In recent years, the choice of commencement speakers at Notre Dame has frequently been a source of controversy, as various figures, including at times members of the country’s Catholic hierarchy, have complained that honoring politicians who take stands at odds with Church teaching sends the wrong signal.

The selection of President Barack Obama in 2008 is the best-known example, which stirred a national debate about the responsibility of Catholic universities to balance open discussion with their witness to core Catholic teachings.

Although Pence’s pro-life credentials seem unlikely to spark a similar kind of backlash, other policies of the Trump administration have been roundly criticized by many of the country’s bishops, prominently featuring a flurry of executive orders and memoranda concerning immigrants and refugees.
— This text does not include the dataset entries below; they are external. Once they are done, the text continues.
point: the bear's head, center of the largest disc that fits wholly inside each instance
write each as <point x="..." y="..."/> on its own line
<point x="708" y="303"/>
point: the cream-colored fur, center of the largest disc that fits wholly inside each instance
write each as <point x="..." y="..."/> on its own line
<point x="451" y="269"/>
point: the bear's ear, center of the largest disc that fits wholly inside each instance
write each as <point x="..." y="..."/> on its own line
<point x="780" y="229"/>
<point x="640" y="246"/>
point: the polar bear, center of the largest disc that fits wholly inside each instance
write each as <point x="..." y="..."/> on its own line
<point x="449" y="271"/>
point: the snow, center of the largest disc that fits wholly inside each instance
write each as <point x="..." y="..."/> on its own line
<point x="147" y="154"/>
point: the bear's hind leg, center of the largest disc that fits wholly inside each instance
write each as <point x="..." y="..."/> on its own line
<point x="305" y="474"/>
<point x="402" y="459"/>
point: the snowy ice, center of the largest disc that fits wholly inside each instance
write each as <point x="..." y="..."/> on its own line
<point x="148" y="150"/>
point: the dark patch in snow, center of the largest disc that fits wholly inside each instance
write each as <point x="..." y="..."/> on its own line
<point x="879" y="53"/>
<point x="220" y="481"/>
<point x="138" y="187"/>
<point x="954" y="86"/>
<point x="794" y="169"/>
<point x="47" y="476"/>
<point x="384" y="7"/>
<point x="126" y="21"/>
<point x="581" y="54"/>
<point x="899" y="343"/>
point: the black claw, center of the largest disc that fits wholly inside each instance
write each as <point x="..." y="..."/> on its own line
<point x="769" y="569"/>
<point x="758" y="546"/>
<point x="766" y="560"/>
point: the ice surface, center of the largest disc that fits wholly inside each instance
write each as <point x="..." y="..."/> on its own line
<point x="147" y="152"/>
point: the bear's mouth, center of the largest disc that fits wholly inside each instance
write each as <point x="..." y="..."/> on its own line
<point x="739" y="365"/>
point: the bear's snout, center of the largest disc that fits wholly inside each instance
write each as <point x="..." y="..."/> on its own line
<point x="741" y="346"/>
As the governor of Indiana, Pence also drew fire from both LGBT activists and, at one stage, then-Archbishop Joseph Tobin of Indianapolis, now of Newark, for his ban on settling Syrian refugees in the state.

Given the high profile Notre Dame enjoys, it seems likely those issues may be raised in some fashion in the run-up to the May 21 commencement address as well as on the day itself.
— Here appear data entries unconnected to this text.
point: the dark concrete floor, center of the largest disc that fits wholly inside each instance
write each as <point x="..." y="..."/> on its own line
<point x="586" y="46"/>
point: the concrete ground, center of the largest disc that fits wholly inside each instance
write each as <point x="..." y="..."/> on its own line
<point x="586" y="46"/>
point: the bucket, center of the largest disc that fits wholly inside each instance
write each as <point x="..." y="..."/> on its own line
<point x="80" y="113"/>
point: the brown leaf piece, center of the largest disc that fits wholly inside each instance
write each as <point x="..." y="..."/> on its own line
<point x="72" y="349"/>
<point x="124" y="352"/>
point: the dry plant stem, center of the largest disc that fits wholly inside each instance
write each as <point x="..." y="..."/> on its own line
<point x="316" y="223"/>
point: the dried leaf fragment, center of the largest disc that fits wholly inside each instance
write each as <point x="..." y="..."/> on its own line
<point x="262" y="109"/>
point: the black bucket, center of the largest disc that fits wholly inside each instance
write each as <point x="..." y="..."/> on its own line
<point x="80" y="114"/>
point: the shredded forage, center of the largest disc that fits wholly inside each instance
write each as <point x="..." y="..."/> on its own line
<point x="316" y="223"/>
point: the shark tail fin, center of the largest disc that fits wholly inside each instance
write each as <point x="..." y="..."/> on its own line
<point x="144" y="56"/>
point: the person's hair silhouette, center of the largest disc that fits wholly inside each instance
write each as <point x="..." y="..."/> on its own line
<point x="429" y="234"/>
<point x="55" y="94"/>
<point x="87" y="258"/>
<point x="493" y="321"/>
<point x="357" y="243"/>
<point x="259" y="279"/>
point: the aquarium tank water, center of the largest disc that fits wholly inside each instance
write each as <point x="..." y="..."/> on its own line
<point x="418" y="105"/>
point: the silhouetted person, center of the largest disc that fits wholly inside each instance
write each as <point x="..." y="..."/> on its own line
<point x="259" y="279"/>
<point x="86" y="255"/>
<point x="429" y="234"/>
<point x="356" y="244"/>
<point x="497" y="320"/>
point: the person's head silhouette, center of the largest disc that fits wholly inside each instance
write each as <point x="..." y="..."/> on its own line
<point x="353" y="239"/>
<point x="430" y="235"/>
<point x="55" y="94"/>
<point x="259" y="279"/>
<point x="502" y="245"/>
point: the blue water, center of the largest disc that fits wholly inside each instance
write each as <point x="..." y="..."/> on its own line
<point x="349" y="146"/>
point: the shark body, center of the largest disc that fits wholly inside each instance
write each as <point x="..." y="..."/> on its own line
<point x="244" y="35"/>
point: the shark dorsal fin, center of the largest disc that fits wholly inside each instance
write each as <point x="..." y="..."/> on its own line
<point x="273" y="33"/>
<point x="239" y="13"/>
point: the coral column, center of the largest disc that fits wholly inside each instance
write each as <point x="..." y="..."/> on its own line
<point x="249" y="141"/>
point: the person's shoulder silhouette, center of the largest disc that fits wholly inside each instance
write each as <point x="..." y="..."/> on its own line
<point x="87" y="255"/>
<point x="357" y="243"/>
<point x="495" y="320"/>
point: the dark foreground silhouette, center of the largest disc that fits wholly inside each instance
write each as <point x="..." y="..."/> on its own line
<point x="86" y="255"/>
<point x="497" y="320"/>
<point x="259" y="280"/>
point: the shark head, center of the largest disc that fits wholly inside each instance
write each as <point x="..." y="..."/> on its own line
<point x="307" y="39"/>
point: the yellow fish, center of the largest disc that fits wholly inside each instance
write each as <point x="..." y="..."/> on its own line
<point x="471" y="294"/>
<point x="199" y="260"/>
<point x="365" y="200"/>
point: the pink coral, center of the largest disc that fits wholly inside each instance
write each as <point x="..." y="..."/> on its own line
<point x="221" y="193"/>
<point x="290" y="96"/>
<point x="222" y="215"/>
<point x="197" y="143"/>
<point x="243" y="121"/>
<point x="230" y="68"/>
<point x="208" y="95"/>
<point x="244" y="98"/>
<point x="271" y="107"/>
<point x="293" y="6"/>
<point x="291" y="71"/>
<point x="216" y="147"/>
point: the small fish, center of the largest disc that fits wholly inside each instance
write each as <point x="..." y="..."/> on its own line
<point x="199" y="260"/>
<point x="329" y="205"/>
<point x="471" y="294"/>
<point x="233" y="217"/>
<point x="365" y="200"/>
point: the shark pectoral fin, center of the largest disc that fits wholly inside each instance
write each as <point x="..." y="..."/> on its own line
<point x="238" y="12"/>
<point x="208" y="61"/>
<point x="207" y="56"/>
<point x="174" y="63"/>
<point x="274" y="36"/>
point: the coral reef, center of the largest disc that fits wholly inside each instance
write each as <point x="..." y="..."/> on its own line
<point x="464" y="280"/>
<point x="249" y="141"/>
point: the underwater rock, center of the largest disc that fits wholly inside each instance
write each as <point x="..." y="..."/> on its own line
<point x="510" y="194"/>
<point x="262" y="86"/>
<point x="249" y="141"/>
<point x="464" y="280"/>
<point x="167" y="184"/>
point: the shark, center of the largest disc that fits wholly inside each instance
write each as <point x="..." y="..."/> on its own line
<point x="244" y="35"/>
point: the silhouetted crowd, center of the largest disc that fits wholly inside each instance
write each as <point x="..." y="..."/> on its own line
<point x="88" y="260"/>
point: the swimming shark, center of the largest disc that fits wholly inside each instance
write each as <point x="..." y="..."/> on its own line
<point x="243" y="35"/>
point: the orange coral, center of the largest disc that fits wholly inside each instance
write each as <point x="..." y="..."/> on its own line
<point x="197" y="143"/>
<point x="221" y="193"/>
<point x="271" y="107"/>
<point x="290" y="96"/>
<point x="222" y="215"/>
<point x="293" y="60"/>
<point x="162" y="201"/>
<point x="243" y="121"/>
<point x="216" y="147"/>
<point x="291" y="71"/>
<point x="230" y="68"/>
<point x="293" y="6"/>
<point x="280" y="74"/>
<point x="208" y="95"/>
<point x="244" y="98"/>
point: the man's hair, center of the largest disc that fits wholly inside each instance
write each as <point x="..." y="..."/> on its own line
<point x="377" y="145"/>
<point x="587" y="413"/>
Born and raised Catholic, Pence reportedly at one stage considered a vocation to the Catholic priesthood. Later in life, however, he gravitated towards Evangelical Christianity, and at one stage described himself as an “Evangelical Catholic.”

Pence will become the 127th commencement speaker at Notre Dame. It’s the university’s custom also to award an honorary degree to that speaker.

Although it’s traditional for U.S. Presidents and Vice Presidents to deliver commencement addresses each spring, the White House has yet to announce any such commitments for President Donald Trump in 2017.

“It is extraordinarily humbling to return to my home state and address the graduates of Notre Dame,” Pence said in a statement Thursday.

“The young adults in the Class of 2017 will leave school with the charge and opportunity to make new discoveries and assume leadership roles that will make a profound impact benefiting the lives of millions of people. The hopes of their parents and our country go with them as they enter a world filled with optimism for the future,” he said.